Jeffersons 600 Sklaven

In der dritten Vorlesung stellte sich Linda M. Alcoff dem Thema „The Crisis of White Identity“. In der auf Sklavenarbeit beruhenden weißen Siedlergesellschaft galten Nichtweiße von Anfang an als unfähig für staatsbürgerliche Gleichheit und entsprechende Rechte. Die landbesitzenden Siedler blieben eine Gesellschaft für sich und bestanden lange auf ihrer natürlichen Überlegenheit gegenüber Nichtweißen. Whiteness galt als „etwas, was wir tun und nicht etwas, was wir sind“.
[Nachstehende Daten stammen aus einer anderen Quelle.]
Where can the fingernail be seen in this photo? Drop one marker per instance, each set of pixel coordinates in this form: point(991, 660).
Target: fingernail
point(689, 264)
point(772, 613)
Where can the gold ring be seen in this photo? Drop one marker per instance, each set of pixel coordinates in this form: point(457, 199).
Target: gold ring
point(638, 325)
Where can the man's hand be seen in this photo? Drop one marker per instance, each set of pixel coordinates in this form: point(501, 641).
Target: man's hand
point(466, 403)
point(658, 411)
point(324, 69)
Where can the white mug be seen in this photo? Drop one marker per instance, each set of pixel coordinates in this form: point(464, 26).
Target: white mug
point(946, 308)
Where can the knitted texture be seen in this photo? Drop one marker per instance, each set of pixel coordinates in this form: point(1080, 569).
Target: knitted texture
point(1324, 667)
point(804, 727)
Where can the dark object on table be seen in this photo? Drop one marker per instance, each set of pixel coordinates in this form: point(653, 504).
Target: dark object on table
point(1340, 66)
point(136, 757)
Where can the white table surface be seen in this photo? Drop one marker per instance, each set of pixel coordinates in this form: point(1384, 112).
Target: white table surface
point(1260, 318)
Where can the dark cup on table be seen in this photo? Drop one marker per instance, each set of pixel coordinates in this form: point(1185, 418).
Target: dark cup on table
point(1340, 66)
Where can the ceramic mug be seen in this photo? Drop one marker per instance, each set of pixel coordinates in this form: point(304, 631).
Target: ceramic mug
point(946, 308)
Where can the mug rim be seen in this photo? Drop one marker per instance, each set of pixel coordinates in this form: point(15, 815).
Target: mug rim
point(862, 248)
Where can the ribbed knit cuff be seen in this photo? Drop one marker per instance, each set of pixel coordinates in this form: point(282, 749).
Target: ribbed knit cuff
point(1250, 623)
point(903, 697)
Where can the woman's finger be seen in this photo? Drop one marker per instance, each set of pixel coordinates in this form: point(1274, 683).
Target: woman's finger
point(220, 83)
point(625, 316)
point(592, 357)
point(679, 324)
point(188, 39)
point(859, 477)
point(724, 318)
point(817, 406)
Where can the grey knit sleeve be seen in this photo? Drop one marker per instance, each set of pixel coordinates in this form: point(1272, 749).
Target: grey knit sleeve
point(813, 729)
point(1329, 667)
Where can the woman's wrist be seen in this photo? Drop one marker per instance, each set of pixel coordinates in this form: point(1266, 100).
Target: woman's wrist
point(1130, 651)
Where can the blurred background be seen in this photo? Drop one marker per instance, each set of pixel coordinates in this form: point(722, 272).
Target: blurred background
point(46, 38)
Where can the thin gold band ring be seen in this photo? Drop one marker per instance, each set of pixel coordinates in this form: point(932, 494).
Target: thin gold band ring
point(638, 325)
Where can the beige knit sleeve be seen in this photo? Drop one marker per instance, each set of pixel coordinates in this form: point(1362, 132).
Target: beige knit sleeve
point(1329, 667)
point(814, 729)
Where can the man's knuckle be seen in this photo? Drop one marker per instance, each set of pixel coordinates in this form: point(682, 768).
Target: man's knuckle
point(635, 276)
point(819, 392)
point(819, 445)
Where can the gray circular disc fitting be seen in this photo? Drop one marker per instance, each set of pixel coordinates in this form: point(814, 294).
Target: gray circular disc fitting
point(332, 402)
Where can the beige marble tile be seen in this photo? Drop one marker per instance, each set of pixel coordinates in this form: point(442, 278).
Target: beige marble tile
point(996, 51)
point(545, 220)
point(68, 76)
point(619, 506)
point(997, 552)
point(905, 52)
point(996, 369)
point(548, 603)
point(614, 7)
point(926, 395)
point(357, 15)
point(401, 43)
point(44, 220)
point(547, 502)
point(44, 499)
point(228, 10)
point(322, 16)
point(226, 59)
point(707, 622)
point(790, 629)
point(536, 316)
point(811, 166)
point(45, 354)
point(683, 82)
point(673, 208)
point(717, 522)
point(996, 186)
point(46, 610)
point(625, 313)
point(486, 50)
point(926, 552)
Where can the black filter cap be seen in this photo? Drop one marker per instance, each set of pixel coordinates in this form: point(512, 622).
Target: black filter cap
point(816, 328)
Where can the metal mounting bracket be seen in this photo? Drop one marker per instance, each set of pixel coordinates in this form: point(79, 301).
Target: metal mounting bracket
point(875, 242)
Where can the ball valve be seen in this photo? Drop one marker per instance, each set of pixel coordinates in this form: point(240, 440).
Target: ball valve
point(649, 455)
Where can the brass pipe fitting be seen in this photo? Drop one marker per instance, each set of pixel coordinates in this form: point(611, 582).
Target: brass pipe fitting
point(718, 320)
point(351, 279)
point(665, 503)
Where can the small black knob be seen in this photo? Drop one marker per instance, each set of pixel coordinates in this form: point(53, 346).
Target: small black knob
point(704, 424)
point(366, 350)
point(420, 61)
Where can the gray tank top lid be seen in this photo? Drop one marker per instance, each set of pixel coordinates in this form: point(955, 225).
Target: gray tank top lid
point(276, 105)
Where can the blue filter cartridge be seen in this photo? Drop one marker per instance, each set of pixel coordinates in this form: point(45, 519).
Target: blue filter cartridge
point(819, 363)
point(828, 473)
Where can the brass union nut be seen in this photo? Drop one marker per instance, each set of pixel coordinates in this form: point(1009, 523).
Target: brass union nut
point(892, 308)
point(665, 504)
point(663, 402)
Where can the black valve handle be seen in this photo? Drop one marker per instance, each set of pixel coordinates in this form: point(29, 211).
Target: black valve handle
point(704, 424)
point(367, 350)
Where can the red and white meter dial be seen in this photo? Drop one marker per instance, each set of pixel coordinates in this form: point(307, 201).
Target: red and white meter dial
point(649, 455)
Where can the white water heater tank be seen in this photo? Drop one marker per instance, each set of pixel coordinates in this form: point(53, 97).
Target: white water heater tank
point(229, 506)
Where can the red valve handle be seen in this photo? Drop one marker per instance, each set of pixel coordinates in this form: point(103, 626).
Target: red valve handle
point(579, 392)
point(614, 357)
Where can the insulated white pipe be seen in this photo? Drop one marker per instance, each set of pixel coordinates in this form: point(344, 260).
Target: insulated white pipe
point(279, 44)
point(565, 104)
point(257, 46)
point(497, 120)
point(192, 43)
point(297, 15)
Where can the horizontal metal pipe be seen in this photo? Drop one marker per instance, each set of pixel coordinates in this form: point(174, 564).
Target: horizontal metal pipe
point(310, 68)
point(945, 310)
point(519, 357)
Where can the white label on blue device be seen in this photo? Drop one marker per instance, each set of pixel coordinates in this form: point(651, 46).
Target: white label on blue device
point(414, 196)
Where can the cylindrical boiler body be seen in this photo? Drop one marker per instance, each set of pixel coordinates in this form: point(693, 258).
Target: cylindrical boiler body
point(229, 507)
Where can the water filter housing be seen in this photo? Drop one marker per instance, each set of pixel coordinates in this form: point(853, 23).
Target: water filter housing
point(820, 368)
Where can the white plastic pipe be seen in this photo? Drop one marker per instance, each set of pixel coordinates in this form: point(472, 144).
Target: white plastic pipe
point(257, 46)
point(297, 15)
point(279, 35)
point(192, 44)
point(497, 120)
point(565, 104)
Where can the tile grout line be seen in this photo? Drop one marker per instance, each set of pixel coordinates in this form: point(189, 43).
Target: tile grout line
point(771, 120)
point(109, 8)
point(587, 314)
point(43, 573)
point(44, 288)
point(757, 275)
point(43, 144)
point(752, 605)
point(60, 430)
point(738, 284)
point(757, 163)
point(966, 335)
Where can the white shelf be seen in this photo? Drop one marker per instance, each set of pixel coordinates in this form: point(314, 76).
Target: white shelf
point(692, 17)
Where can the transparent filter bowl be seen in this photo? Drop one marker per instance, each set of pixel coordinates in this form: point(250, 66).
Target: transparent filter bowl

Thomas Jefferson, der in seinem Leben über rund 600 Sklaven verfügte, war ein strikter Gegner der Gleichheit von Weißen und Nichtweißen, was allerdings im Laufe des 19. Jahrhunderts politisch nicht mehr durchzuhalten war gegen die Bestrebungen einer gemeinsamen Neugestaltung und Transformation von rassistisch grundierten sozialen Beziehungen und Lebensweisen.

Damit geriet die weiße Identität, die geprägt war von Siedlern, die aus eigenen Antrieben aus Europa nach Amerika ausgewandert waren – im Gegensatz zu der von Deportierten und Flüchtlingen –, in eine tiefe Krise. Heute unterstützen rund 56 Prozent der US-Bürger die schwarze Protestbewegung „Black Life Matters“.

In den drei jeweils über einstündigen Vorlesungen der Referentin fiel kein einziger Satz, der den Gerüchten und Protesten in der Vorfeldberichterstattung auch nur den Hauch von Evidenz verschafft hätte. Die Vorlesungen selbst blieben von Störungen und Kritik unbehelligt, im Gegensatz zur Empörung und Resonanz, die das Desaster in Kassel in den Medien zu Recht auslöste.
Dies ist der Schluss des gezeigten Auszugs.